'03 ARC Awards

I'm pleased to unveil the winners of this, our second ARC Awards competition. For a refresher, the awards, short for Advancing, Reinvigorating and Cultivating excellence in engineering, is not necessarily a competition about the "best" buildings or designs but about designs and designers that find the right solutions, often by going outside the box.

12/01/2003


I'm pleased to unveil the winners of this, our second ARC Awards competition. For a refresher, the awards, short for Advancing, Reinvigorating and Cultivating excellence in engineering, is not necessarily a competition about the "best" buildings or designs but about designs and designers that find the right solutions, often by going outside the box. Indeed, despite the acronym, the heart of the award is not about words, but actions—engineers taking something from point A to point B by literally and figuratively reaching over given obstacles.

In last year's introduction to the awards, I stated that engineers are often accused of practicing "cookie cutter" design or being afraid to move beyond minimally accepted standards and practices. While in some cases this may be true, we all know that there are plenty of engineers who are not afraid to deviate from the straight line, and we wish to salute them.

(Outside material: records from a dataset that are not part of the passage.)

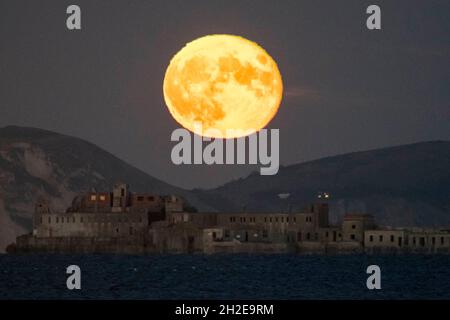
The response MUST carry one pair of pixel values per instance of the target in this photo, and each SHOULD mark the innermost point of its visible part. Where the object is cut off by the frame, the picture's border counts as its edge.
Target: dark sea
(224, 277)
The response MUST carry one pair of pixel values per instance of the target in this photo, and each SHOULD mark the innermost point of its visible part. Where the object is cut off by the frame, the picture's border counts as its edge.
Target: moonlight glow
(223, 82)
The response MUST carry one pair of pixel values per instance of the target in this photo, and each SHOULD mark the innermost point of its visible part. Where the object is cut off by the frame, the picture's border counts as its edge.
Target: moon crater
(223, 82)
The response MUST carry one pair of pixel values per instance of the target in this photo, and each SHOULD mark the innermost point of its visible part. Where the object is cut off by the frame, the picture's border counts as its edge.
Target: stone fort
(124, 222)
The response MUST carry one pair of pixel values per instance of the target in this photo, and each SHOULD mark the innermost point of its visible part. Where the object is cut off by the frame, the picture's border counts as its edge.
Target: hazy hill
(35, 162)
(402, 186)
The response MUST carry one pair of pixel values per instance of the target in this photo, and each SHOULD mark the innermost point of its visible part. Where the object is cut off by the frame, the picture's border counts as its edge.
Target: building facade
(122, 221)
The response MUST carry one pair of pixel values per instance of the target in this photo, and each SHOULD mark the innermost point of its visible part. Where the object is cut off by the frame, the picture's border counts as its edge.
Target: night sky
(346, 88)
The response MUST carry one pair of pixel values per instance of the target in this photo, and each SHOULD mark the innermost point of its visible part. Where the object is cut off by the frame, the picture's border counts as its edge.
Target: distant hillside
(35, 162)
(402, 186)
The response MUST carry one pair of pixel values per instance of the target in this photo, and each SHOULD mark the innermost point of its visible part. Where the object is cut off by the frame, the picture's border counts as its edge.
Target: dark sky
(346, 88)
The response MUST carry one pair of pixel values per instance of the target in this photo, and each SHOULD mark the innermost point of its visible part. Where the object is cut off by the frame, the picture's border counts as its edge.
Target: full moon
(223, 86)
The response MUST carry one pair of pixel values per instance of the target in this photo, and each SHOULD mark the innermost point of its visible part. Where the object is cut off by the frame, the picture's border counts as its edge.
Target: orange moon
(223, 86)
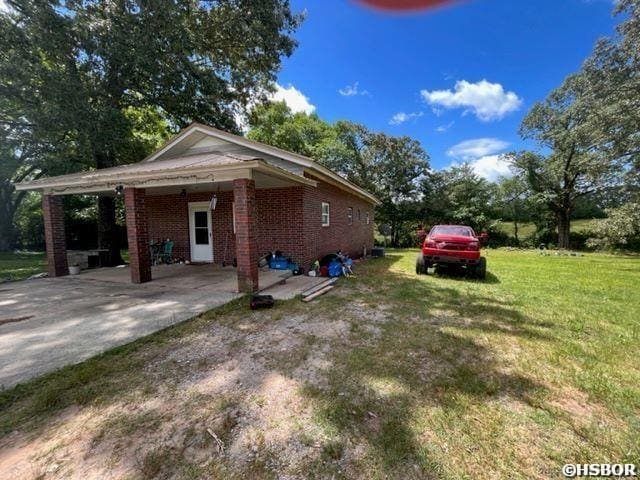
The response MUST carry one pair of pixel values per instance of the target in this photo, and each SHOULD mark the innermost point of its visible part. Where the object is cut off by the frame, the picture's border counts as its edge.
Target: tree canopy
(94, 74)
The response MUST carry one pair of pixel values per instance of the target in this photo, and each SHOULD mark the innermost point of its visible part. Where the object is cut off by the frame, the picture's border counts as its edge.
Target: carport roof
(200, 154)
(207, 167)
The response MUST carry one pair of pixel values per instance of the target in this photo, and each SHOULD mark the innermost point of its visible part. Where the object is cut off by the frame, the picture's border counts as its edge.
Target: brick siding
(54, 234)
(137, 234)
(288, 219)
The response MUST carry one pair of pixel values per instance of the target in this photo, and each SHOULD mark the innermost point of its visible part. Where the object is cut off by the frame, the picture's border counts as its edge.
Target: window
(325, 214)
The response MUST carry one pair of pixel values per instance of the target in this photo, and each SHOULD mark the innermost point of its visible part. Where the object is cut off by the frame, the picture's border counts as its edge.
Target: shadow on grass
(420, 352)
(424, 355)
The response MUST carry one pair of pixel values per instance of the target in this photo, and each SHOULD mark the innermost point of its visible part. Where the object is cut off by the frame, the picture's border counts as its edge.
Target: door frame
(199, 206)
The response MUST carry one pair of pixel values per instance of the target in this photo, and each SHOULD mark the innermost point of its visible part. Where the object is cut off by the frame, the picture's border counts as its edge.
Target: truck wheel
(421, 265)
(481, 269)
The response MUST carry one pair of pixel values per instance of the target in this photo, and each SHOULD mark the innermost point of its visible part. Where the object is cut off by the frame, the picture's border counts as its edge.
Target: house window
(325, 214)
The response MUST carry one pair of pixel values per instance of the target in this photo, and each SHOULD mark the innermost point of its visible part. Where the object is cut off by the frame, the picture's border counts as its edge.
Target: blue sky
(459, 79)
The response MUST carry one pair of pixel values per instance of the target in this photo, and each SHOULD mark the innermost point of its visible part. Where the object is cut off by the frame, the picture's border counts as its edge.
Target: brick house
(220, 196)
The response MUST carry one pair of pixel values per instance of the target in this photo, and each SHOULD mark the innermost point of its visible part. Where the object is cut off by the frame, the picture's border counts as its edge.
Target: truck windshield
(452, 230)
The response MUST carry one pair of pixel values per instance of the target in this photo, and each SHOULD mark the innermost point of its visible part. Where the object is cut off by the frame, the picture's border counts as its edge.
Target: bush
(621, 229)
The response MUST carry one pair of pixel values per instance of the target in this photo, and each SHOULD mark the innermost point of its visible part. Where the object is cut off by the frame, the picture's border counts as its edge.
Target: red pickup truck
(452, 245)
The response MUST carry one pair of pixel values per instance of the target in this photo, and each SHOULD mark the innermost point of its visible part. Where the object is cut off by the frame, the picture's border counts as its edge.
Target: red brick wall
(138, 234)
(339, 235)
(288, 219)
(279, 222)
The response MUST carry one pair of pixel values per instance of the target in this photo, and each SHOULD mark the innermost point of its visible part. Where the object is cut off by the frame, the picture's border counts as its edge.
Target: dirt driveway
(48, 323)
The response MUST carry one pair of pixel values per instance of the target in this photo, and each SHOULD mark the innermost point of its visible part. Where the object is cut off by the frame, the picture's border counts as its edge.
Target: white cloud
(476, 148)
(445, 127)
(483, 154)
(402, 117)
(487, 101)
(294, 99)
(492, 167)
(352, 90)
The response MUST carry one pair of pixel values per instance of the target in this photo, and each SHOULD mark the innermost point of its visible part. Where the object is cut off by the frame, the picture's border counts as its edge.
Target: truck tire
(481, 269)
(421, 265)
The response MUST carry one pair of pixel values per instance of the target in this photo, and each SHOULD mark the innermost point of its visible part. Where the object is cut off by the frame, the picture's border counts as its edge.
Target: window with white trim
(325, 214)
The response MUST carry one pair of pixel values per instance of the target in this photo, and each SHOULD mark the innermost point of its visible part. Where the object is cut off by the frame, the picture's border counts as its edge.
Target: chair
(167, 252)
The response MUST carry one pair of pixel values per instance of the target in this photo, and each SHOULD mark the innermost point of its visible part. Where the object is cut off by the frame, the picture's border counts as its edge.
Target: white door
(200, 232)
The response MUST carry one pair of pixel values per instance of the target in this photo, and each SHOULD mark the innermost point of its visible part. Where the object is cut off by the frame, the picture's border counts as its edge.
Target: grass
(427, 377)
(21, 265)
(527, 229)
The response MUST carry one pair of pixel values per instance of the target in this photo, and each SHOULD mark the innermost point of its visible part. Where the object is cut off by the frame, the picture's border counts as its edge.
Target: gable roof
(193, 155)
(309, 165)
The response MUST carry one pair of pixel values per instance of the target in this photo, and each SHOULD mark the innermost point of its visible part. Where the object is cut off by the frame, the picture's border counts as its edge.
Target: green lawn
(527, 229)
(391, 375)
(21, 265)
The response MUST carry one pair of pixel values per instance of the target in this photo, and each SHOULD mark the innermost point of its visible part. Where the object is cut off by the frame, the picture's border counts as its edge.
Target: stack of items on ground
(332, 265)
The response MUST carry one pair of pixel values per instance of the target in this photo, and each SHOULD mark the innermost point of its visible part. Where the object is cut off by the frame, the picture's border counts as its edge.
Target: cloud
(294, 99)
(483, 154)
(492, 167)
(476, 148)
(352, 90)
(444, 128)
(402, 117)
(487, 101)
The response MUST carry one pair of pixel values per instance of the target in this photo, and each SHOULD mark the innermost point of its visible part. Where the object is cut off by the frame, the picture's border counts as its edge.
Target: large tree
(77, 67)
(573, 167)
(389, 167)
(458, 195)
(612, 82)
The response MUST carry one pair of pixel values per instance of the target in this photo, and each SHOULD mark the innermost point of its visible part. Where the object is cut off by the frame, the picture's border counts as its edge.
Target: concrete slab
(293, 287)
(52, 322)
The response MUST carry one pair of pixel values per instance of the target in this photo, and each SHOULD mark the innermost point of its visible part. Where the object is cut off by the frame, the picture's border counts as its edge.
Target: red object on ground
(452, 245)
(405, 4)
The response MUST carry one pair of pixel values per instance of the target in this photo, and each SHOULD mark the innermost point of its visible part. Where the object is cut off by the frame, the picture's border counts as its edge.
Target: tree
(574, 168)
(512, 198)
(621, 228)
(612, 83)
(389, 167)
(76, 68)
(275, 124)
(458, 195)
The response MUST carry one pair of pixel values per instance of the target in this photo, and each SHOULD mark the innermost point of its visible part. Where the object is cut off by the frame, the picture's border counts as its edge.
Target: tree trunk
(564, 227)
(108, 238)
(7, 212)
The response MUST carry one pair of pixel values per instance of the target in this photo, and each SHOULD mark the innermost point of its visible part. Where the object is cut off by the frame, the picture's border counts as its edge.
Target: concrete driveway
(49, 323)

In choosing this year's winners, ideas seeded at the U.S. Green Building Council's recent GreenBuild conference perhaps took root in our minds, for two of our winners are new projects striving for LEED certification: the San Mateo County Sheriff's Forensic Lab and Affiliated Engineer's new green headquarters in Madison, Wis. Our third winner, the Ellis County Courthouse in Waxahachie, Texas, is a renovation, but an important one, not only for preserving a historic building, but also for how it addresses serious fire protection issues in an older building—something especially important given the fires that struck two unsprinklered Chicago office buildings in recent months.

Back to some ground rules and disclaimers. We asked participants to submit projects for consideration based on a number of criteria: unique building systems; use of new or unusual technologies; energy efficiency; sustainability; system and interdisciplinary integration and interaction; architectural considerations; innovative solutions to various project challenges; and ultimately, a subjective measure—did we feel "wowed?"

We received a number of excellent submissions, and it came down to some of those out-of-the-box solutions to distinguish our winners. The sheriff's lab, for example, not only incorporates solar power, its entire roof is a photovoltaic structure, and much of the building's energy is drawn from this system. Affiliated Engineer's new office is not so different from many other suburban office buildings. In fact, that's its beauty; it's a LEED-caliber building, yet it was delivered for a price comparable to similar offices of its class. Finally, the courthouse project, in a way, is also a tribute to the concept of sustainability in that its rejuvenation means a new courthouse, and the materials, fuels and emissions usually associated with such an undertaking were averted. Furthermore, in this reporter's opinion, it kept a cool looking building on the books. Congratulations to all of our winners!